Di dalam mobil, aku tak
sedkitpun membuka mulut untuk berbicara meskipun kedua teman usilku ini selalu
menyenggolku dengan siku-sikunya. Aku terus saja menunduk karna aku tau kalau
Letna sedang memandangiu melalui kaca spion yang ditaruh untuk melihat kondisi
mobil yang ada di belakang. Risih, rasa tak sukapun muncul untuk saat ini,
meskipun aku mengagumi Letna sebenarnya, namun dipandang seintens itu siapa
yang tidak risih dengan perbuatannya.
Akhirnya, kami bisa
pulang dengan aman dan tidak terjadi kemancetan sama sekali di jalan. Syurgaku
ada di sini, di rumahku sendiri. Di sini aku bisa bermonolog, melakukann segala
hal yanng aku mau tanpa ada batasnya asalkan tidak berlebihan.
Tak ingin mengabiskan
waktu terlalu lama di bawah, aku izin ke bunda kalau aku akan naik ke kamar dan
berisitirahat sejenak. Tidak lupa Sela dan Nia juga ikut membimbingku ke kamar.

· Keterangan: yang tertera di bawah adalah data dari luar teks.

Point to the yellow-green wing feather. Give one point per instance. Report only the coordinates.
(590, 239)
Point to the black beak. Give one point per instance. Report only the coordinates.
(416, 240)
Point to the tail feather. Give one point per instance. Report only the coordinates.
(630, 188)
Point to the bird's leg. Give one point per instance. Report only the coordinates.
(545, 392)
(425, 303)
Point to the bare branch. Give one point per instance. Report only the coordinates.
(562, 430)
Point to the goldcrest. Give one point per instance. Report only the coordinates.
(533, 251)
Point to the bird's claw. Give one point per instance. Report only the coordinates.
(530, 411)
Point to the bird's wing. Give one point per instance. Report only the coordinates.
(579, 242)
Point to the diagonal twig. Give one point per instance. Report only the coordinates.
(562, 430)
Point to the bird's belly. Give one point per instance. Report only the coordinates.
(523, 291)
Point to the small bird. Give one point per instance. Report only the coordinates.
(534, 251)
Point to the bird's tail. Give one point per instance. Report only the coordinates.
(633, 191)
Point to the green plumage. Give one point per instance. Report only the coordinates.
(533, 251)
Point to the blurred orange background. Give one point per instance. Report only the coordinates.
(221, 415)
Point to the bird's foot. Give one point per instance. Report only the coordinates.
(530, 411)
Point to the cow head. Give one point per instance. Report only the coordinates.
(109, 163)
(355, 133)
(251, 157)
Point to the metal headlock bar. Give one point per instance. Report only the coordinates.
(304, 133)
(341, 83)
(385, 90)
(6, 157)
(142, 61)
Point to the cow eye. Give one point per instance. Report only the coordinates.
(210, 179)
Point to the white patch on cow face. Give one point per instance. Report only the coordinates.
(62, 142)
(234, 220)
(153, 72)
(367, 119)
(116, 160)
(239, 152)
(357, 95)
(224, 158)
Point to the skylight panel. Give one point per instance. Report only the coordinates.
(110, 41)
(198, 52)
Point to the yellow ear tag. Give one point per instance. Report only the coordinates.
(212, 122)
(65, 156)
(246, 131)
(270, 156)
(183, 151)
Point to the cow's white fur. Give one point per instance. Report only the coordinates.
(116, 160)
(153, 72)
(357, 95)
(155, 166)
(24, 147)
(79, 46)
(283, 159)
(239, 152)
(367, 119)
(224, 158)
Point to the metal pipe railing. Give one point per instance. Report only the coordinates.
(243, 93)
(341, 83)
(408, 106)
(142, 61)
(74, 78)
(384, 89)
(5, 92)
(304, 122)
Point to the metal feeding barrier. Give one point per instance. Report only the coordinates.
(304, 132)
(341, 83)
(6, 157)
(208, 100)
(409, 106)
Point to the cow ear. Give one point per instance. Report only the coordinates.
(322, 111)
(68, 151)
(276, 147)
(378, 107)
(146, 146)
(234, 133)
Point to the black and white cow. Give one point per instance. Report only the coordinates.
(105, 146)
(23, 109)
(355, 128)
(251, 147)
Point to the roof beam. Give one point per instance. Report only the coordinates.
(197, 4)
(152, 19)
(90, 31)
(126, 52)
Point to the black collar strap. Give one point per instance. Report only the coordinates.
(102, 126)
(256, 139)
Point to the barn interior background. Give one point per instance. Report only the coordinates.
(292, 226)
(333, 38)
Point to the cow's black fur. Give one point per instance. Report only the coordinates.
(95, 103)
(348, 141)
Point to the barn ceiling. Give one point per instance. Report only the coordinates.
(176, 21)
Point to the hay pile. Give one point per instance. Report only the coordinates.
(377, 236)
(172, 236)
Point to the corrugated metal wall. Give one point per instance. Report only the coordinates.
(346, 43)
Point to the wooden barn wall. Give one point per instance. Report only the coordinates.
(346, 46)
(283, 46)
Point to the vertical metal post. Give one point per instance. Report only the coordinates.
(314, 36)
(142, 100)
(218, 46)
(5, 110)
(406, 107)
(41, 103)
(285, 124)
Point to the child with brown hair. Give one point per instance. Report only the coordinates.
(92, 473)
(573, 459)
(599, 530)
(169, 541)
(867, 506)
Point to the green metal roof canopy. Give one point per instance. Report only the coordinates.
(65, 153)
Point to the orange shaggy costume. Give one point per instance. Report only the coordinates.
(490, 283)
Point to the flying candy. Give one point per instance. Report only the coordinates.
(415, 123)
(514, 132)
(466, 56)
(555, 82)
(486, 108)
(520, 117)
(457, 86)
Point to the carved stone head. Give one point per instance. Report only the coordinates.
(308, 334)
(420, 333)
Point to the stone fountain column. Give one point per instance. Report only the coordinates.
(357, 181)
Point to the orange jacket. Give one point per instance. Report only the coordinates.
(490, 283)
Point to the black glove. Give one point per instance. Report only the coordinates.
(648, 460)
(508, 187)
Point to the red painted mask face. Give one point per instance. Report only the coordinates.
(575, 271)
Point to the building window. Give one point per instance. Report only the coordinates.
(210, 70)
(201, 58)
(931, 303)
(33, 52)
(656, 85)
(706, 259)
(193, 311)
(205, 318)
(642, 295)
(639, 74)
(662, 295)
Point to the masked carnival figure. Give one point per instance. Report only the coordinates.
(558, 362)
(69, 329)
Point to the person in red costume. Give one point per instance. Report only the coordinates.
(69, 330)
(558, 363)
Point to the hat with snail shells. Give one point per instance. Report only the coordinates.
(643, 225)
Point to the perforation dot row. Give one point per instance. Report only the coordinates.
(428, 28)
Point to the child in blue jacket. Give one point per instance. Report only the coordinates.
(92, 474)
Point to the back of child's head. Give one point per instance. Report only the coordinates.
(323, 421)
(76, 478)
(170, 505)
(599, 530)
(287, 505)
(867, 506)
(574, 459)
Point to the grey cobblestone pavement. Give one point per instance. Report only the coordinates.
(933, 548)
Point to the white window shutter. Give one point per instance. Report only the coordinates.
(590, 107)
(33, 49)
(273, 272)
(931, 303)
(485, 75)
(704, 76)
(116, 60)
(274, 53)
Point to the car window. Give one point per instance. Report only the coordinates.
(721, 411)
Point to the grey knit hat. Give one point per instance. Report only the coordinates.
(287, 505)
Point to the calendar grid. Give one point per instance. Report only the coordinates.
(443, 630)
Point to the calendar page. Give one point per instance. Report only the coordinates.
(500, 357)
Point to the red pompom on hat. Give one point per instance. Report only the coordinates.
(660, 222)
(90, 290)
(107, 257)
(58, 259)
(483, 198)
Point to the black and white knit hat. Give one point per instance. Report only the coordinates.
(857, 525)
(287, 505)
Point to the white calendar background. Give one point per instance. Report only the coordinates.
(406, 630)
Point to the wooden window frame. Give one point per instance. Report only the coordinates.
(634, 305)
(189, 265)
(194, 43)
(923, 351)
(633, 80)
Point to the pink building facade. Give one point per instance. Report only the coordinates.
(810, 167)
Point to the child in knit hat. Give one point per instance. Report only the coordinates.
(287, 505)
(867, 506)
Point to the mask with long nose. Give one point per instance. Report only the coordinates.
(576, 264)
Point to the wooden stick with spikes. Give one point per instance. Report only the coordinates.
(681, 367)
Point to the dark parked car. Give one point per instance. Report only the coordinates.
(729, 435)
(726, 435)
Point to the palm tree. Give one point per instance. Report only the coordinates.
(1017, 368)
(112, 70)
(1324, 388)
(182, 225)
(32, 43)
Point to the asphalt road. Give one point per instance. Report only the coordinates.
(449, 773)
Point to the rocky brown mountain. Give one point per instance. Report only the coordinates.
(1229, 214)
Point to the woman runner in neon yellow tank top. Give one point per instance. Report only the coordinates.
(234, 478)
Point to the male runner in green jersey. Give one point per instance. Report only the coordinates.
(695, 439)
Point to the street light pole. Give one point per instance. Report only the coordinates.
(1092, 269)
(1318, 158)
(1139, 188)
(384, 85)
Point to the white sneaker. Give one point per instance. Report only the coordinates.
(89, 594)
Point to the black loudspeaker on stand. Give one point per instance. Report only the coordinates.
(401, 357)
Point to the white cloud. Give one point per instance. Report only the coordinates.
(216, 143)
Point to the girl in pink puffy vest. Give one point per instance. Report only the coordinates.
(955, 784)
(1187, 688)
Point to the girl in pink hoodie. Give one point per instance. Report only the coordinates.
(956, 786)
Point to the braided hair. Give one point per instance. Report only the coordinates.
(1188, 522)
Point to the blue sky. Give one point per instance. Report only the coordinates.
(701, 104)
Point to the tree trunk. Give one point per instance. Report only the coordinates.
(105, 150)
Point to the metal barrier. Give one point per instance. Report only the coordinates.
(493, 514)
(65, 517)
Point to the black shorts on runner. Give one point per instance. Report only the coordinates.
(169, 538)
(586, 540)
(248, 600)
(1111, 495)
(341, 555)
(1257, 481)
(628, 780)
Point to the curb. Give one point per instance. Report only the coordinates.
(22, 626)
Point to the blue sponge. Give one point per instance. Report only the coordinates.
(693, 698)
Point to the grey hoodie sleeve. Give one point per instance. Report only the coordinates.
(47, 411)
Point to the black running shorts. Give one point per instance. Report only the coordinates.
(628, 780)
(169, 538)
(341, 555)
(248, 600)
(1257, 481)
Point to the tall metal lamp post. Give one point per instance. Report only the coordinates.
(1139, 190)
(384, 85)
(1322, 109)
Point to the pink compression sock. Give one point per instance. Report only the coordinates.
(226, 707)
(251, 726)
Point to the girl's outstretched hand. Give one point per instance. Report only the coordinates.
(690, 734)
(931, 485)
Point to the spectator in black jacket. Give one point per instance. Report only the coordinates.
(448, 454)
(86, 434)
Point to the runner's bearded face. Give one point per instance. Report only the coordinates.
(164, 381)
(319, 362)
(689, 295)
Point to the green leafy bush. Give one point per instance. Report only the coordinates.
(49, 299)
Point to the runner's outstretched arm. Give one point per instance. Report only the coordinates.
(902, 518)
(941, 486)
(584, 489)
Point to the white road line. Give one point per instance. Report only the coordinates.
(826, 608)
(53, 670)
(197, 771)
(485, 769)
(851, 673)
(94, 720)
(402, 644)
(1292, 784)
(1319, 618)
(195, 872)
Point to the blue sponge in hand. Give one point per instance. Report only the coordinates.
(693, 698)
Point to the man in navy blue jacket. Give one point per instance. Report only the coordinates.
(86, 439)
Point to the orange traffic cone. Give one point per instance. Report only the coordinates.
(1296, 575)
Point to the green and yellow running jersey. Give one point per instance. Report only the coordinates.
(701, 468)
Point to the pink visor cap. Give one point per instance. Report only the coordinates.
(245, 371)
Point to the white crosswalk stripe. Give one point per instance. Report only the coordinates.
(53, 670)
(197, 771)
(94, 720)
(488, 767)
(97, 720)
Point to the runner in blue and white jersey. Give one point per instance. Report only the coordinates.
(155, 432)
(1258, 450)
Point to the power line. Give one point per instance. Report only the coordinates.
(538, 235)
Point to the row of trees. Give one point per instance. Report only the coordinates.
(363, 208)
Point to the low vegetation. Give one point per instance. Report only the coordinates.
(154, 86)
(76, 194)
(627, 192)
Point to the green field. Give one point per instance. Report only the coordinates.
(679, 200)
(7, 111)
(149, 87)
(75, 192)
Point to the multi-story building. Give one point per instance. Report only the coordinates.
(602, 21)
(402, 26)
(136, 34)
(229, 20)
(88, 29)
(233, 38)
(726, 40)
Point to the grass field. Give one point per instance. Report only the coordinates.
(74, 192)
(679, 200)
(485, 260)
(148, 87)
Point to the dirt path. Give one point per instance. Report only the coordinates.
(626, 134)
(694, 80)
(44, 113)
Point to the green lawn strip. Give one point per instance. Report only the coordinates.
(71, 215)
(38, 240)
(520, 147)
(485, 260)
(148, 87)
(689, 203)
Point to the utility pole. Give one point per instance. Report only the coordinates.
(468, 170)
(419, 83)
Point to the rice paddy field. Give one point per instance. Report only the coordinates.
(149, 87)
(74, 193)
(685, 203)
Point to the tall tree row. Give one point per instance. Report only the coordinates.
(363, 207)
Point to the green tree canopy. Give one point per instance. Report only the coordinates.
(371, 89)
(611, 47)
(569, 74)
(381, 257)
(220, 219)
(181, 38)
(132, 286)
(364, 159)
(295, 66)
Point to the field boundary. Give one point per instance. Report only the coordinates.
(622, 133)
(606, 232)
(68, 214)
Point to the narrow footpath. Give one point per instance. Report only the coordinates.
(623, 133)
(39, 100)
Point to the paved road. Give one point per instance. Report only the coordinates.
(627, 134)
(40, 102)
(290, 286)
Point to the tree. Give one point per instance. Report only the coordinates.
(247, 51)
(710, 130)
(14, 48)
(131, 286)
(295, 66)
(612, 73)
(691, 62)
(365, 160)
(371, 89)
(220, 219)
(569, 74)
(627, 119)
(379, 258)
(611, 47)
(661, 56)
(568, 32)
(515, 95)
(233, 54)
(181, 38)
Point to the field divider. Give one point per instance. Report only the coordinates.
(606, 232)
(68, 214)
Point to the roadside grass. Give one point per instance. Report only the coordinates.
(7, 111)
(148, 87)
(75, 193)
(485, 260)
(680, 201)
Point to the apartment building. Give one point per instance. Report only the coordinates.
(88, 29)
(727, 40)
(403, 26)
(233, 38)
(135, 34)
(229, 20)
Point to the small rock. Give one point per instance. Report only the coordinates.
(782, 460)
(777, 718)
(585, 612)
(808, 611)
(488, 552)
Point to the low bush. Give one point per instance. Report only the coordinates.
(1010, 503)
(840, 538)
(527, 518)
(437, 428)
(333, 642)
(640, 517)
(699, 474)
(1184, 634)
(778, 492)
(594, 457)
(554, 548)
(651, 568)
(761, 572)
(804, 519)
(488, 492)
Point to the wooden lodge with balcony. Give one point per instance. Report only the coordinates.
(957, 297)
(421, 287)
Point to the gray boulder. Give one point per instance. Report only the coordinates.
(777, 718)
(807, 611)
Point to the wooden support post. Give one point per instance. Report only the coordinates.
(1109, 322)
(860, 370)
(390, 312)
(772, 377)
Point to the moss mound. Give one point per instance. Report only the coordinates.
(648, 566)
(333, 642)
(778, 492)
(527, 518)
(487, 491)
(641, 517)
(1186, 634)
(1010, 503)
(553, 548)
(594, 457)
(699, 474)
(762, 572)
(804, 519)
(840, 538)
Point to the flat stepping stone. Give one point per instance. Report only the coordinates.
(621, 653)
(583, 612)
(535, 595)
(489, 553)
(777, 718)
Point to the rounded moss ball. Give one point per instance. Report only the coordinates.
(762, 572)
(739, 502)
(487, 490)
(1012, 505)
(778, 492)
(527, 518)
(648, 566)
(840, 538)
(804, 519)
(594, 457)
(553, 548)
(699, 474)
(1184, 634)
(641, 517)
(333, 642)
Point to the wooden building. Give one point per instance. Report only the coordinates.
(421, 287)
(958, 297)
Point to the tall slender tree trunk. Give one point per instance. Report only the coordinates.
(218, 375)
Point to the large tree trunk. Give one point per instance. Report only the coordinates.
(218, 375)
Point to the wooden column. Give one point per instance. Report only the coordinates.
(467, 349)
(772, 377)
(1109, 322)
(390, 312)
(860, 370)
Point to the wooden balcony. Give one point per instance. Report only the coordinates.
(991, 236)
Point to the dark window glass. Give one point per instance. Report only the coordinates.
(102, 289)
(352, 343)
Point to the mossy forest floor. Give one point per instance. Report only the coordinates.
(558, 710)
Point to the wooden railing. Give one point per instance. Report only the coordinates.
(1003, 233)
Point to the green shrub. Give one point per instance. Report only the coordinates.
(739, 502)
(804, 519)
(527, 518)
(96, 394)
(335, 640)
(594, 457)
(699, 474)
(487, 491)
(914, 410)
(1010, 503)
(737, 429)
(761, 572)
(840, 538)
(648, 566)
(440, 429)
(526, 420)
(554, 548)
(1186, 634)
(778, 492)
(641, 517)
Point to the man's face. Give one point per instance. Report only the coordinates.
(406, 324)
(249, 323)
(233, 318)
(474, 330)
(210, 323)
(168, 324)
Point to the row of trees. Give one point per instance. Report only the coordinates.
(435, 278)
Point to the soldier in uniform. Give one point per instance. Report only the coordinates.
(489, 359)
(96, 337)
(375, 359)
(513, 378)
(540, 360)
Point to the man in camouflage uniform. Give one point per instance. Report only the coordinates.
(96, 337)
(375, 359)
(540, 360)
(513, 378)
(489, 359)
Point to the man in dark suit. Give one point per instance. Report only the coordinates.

Sudah aku duga kalau mereka berdua akan bertanya banyak tentang Letna, tentang
gimana aku bisa bertemu dan kenal dengan Letna. Mereka berdua menambah banyak
pikiran aku saja. Namun, bukan berarti aku tidak menjawab pertanyaan yang
mereka lontarkan untukku karna rasa penasaran mereka terhadap sosok yang ada di
lantai bawah sekarang dan sedang mengobrol dengan bunda di sana.
“Aisyah, bagaimana kamu
bisa kenal dengan cowok seganteng dan sebaik dia,”
“Aisyah apakah
sedikitpun kamu tidak merasakan bahwa dia menyukai kamu, aku melihatnya dari
tatapannya ke kamu, ayoklah Aisyah jujur saja kami akan membantumu.”
“Perasaan aku pernah
melihatnya, tapi dimana ya? Ah, itu tidak pentig yang penting sekarang
penjelasan dari kamu.”
Tak sedkitpun kalimat keluar dari mulutku karna mereka
sungguh cerewet dan tak membiarkan aku menjawab pertanyaannya, padahal mereka
sangat ingin tau apa ada hal sesuatu di balik semua ini.
“Sudah selesai bicara
kalian berdua, padahal kalian berdua ingin tau, tapi seakan-akan kalian tau
semuanya, kalian terlalu pintar berimajinasi terlalu jauh tentang semua ini,
dengarkan aku baik- baik,” timpalku setelah mereka diam. Mereka tidak menjawab
hanya mengangguk dan membenarkan tempat duduknya.
“Letna adalah salah
satu guru juga yang mengajar di panti asuhan tempat aku mengajar. Aku kenal dia
saat aku mau pergi mengajar ke panti asuhan, karna tidak ada ojek ataupun
angkutan umum yang menuju kesana, tiba-tiba dia datang dan memanggil namaku,
siapa yang tidak terkejut dengan itu, karna pada hakikatnya aku tak mengenal
dia,” dengan susah payah dan panjang lebar aku jelaskan kepada mereka, namun
mereka tetap saja berfikir seperti mindsetnya masing-masing. Untung teman,
kalau tidak sudah aku buang ke laut.
Syukurlah hari ini aku sudah bisa masuk kuliah seperti
biasa. Aku sangat merindukan teman-teman di kelas, terutama keributan dari Sela
dan Hito yang terus saja bertengkar masalah jodoh, Sela memang tipe orang yang
mudah bergaul dengan siapapun, dia tak memandang ras dan apapun itu. Meskipun
dia berbeda agama dengan kami berdua, dia tetap menghargai kami dan selalu mengingatkan
kami waktu sholat. Bukankah ini yang namanya Toleransi? Kita terlalu
naïf, hanya karna beda agama yang akan membuat kita tidak akur di Indonesia
ini, karna kita tau kalau Indonesia adalah Negara yang memiliki lebih dari dua
agama.
Hari ini adalah hari terbaik, dimana kami menghabiskan
banyak waktu bersama teman-teman. Makan bareng, menceritakan semua hal yang
terjadi selama aku libur masuk kuliah, dan saling mengoda satu sama lain.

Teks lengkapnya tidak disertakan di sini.